中国人ジャーナリストの洪涛氏は米ラジオ・フリー・アジア(RFA)の取材に対して、台湾に最も近い厦門市当局が公布した同文書は、台湾海峡情勢を巡り憶測を呼び起こしたと語った。同氏は「何らかのシグナルを送りたい、または緊張した雰囲気を醸し出したいという意図が当局にあるのだろう。しかし、真意はわからない」とした。
RFAによると、今年1月以降、広東省広州市、浙江省、上海市など沿岸都市の政府は相次ぎ、各家庭に防災グッズの準備を呼びかけた。
厦門市応急管理当局は、緊急時の市民の自助能力を高めるためだと説明した。しかし、地元の企業経営者は不安を抱いている。「台湾海峡情勢が悪化すれば、今まで築き上げた資産はすべて水の泡となるだろう」
法曹界関係者の呉氏は、厦門市当局の通達は「戦備時の行為だ」と話し、中国側が台湾に武力侵攻する可能性があるとした。
「戦争がいつ始まるかは予測できないが、当局は世界の金融センターである香港をいとも簡単に崩壊させたのだから、厦門なんて当局の眼中にないだろう。
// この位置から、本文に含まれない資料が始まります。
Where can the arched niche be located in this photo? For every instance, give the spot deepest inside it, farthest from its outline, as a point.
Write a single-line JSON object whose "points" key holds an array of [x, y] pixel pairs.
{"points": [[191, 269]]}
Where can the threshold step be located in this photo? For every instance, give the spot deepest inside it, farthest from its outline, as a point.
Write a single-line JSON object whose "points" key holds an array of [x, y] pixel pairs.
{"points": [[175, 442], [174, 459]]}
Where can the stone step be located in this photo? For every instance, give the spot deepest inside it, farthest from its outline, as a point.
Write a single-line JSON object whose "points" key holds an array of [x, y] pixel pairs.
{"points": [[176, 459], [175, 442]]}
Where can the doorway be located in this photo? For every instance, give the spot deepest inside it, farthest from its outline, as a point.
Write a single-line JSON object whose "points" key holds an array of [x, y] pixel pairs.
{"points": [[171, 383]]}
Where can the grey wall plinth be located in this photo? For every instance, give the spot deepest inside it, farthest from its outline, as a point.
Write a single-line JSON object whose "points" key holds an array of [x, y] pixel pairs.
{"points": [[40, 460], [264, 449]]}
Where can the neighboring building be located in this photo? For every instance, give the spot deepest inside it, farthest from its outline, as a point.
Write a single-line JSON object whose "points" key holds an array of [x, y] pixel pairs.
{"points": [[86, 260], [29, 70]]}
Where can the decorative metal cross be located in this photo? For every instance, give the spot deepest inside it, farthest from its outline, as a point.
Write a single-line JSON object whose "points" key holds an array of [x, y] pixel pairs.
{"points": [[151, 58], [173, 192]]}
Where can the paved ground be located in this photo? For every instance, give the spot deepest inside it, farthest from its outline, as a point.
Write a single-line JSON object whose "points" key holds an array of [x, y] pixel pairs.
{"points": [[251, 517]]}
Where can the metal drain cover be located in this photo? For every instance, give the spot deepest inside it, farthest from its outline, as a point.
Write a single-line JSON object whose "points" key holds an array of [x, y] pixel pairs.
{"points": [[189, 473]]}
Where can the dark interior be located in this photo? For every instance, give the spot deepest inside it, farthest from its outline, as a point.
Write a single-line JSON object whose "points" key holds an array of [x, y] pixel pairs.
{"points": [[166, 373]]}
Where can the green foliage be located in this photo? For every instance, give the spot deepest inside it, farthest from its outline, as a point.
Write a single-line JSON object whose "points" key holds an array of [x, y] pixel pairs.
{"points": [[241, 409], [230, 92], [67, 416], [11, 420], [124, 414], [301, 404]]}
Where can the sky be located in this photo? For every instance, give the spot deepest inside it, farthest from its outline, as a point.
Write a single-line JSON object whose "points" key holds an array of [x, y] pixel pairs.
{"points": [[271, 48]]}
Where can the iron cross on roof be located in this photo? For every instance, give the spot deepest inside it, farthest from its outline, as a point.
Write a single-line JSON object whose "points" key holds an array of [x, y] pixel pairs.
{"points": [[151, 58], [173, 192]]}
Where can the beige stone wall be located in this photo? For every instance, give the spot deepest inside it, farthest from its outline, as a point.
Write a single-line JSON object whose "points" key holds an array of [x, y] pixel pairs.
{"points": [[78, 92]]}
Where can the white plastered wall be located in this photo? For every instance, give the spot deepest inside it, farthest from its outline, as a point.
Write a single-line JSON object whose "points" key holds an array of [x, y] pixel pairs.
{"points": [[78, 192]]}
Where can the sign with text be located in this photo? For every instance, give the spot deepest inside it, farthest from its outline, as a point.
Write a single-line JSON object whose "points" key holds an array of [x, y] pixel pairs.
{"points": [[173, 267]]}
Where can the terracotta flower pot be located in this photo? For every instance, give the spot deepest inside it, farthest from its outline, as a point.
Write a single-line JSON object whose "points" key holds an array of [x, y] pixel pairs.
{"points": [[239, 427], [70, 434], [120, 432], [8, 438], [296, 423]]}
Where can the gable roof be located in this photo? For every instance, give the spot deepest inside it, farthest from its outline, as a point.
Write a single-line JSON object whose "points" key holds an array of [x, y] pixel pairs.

当局は政権維持のためなら、国民の命など何とも思っていない」
厦門市応急管理局の職員はRFAに対して、各家庭に応急物資備蓄リストを公布したのは台湾問題と関係ないとし、物資の準備も強制的ではないと話した。しかし、他の詳細についてコメントを差し控えたという。
昨年末以降、中国当局は国民に対して、家庭で半年分以上の食糧を備蓄するよう呼びかけた。応急管理部(省)は各地で家庭応急物資の備蓄を推進している。これは毛沢東時代に、毛沢東がソ連からの核攻撃に備えるために出した「深挖洞、広積糧(深く防空壕を掘り、より多くの食糧を蓄える)」という国防政策を彷彿とさせた。